For robots to be able to make that same conclusion using nonverbal and postural cues could help self-driving vehicles and other autonomous robots more safely navigate physical environments. Bera is working with collaborators on programming the brains of a wheeled robot called ProxEmothat can read humans’ body language to gauge their emotions.
In the future, similar protocols could help other types of robots assess which individuals in a crowd are confused or lost and help them quickly and efficiently.
Some physical environments – the scenes of natural disasters, battlefields and perilous environments – are too dangerous for humans.
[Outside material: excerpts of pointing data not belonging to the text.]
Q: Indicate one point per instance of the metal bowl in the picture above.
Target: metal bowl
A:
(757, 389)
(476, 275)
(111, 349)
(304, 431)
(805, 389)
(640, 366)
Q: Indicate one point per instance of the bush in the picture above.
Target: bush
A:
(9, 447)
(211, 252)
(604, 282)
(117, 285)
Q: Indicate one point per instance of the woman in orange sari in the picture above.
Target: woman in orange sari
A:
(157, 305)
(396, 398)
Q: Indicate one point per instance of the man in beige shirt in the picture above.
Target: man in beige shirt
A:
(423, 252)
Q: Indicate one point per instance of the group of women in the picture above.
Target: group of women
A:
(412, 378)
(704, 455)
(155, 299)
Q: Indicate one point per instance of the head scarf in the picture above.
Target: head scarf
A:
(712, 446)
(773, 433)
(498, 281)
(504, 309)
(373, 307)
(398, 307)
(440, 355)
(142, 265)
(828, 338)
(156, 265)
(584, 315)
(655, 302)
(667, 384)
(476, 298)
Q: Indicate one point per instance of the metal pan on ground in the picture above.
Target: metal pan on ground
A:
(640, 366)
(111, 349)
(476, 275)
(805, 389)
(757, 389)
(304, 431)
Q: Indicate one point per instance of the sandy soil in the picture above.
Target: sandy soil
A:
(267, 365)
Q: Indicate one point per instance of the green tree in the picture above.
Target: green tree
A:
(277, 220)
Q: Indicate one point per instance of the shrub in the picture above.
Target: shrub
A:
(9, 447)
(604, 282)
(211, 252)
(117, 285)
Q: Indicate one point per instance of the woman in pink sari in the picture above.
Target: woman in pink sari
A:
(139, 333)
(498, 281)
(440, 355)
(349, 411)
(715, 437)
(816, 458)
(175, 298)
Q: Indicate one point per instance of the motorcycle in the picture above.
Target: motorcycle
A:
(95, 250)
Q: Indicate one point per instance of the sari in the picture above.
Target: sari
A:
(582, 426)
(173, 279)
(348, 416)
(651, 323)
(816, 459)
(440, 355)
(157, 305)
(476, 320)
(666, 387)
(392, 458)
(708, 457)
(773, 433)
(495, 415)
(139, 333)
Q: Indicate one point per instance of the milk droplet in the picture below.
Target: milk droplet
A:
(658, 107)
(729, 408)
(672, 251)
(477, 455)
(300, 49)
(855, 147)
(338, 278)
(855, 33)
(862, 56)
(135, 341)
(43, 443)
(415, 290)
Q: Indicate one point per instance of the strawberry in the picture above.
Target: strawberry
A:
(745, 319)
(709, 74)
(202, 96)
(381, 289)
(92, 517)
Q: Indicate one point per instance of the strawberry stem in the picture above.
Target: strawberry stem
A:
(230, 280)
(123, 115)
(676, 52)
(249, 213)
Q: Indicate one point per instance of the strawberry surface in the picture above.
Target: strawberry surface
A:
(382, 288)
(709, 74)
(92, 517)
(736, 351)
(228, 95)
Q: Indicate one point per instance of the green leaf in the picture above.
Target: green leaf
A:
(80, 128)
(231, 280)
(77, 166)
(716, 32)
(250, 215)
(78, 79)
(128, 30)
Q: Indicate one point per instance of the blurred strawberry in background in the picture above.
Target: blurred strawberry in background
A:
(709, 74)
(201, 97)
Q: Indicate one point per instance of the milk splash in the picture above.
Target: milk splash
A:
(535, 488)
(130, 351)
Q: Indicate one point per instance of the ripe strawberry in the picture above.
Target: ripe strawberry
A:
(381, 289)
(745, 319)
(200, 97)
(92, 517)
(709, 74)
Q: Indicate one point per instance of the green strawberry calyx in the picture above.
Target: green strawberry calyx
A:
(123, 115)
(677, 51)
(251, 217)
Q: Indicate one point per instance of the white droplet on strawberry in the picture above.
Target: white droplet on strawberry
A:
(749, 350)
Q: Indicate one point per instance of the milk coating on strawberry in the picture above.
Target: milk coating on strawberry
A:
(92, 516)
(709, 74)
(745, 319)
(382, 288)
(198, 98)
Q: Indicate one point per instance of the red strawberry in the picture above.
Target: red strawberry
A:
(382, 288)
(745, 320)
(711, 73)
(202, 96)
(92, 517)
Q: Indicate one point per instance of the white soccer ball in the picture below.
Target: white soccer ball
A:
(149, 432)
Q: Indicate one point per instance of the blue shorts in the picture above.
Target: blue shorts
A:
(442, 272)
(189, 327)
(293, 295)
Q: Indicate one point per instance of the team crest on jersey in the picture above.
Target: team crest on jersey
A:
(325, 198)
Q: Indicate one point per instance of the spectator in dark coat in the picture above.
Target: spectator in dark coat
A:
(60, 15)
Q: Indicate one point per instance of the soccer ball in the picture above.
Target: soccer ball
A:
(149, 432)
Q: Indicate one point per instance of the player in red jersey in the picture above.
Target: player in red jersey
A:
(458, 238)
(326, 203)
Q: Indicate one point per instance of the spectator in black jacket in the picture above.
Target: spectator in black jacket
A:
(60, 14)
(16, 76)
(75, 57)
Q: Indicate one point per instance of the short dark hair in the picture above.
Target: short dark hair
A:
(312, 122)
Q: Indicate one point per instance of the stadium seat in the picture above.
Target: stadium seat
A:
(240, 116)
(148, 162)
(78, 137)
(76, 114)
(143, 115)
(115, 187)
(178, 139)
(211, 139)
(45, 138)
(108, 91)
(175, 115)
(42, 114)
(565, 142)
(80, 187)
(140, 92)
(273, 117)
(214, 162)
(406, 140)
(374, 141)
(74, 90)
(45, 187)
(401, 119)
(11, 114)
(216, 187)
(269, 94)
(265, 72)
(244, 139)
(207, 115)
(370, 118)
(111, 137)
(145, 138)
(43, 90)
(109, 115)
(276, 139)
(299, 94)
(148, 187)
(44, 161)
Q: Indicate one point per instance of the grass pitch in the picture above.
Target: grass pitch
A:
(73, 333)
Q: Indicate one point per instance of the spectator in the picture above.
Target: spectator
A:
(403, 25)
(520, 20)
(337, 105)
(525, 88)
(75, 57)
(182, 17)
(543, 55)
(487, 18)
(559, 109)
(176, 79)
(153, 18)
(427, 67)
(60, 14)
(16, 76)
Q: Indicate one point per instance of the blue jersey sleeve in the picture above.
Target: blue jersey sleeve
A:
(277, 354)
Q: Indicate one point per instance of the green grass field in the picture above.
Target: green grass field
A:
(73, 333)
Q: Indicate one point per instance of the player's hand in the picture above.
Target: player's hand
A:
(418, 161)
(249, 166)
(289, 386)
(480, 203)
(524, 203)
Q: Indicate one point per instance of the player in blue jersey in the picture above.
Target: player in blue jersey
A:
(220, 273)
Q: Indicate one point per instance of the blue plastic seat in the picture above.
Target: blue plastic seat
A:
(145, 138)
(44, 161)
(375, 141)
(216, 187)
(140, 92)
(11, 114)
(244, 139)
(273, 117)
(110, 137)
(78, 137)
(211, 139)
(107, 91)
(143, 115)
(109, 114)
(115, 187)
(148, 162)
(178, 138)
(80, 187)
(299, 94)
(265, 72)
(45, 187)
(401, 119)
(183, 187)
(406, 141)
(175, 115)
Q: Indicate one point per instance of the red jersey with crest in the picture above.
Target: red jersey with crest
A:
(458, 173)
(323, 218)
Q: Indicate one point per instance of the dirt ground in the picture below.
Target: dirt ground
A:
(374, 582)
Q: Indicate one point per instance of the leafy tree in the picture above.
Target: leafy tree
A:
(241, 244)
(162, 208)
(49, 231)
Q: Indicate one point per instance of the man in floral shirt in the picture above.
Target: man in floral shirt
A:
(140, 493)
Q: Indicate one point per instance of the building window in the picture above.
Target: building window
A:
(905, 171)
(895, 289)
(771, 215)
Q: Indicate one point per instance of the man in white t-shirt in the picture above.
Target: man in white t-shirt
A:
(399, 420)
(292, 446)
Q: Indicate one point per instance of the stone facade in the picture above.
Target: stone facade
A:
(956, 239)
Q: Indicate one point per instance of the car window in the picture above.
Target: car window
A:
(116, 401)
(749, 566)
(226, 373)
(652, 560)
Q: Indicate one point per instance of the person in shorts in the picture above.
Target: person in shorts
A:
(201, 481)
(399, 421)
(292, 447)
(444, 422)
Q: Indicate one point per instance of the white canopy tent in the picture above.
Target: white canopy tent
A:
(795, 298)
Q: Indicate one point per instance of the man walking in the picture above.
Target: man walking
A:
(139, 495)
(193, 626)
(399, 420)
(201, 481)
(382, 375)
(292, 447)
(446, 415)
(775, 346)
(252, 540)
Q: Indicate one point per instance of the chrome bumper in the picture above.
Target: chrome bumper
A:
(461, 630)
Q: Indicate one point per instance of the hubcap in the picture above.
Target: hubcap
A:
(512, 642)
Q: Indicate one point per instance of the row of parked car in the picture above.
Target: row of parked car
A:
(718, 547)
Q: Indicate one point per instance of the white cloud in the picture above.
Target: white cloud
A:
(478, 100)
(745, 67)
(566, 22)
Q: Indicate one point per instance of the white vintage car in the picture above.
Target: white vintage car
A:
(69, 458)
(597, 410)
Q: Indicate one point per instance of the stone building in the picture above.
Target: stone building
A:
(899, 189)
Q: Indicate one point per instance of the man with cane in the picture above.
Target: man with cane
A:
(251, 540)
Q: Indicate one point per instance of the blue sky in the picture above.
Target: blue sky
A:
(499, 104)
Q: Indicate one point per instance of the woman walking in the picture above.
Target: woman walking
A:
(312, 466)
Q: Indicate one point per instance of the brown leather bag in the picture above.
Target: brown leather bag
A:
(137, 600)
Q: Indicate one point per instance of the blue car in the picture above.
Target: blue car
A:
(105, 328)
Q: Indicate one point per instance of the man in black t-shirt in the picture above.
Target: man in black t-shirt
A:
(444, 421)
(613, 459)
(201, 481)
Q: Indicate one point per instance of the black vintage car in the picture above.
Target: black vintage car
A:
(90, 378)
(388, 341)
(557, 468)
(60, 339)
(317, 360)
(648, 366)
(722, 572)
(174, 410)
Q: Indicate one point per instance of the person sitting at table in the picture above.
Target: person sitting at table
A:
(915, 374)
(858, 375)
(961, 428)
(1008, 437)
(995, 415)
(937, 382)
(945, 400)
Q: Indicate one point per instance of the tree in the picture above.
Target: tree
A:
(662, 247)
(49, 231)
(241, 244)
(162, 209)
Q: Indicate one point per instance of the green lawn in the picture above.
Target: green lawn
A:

Historically, in those cases, humans have harnessed nonhuman partners, including coal mine canaries, rescue dogs and even bomb-sniffing rats, to go where no human can.
Of course, it would be even better if we could not risk any lives at all – not just spare the human ones. Bera and his team are working with commercially available drone models, like a four-footed robot “dog” – to create autonomous rovers that can, for example, search for survivors after an earthquake.
“Most people who die in the earthquake don’t die in the actual quake,” Bera said. “They die from being trapped in the rubble; they die because first responders couldn’t find them fast enough. A drone can scan the environment and crawl through debris to detect signs of life, including heartbeats, body heat and carbon dioxide, much more safely than even dogs can. Plus, there’s no risk to a living dog if we send in the robot dog.”
Understanding how humans move can help the robots navigate disaster scenes, stay out of the way of human first responders and help locate, reach and rescue survivors more efficiently than either humans or dogs could on their own. Think of Wall-E and EVE working together to restore the trashed planet Earth.
“The idea is to build a future where robots can be partners, can help humans accomplish goals and tasks more safely, more efficiently and more effectively,” Bera said. “In computer science, a lot of time the biggest problems are the humans. What our research does is put the human back into problem solving to build a better world.”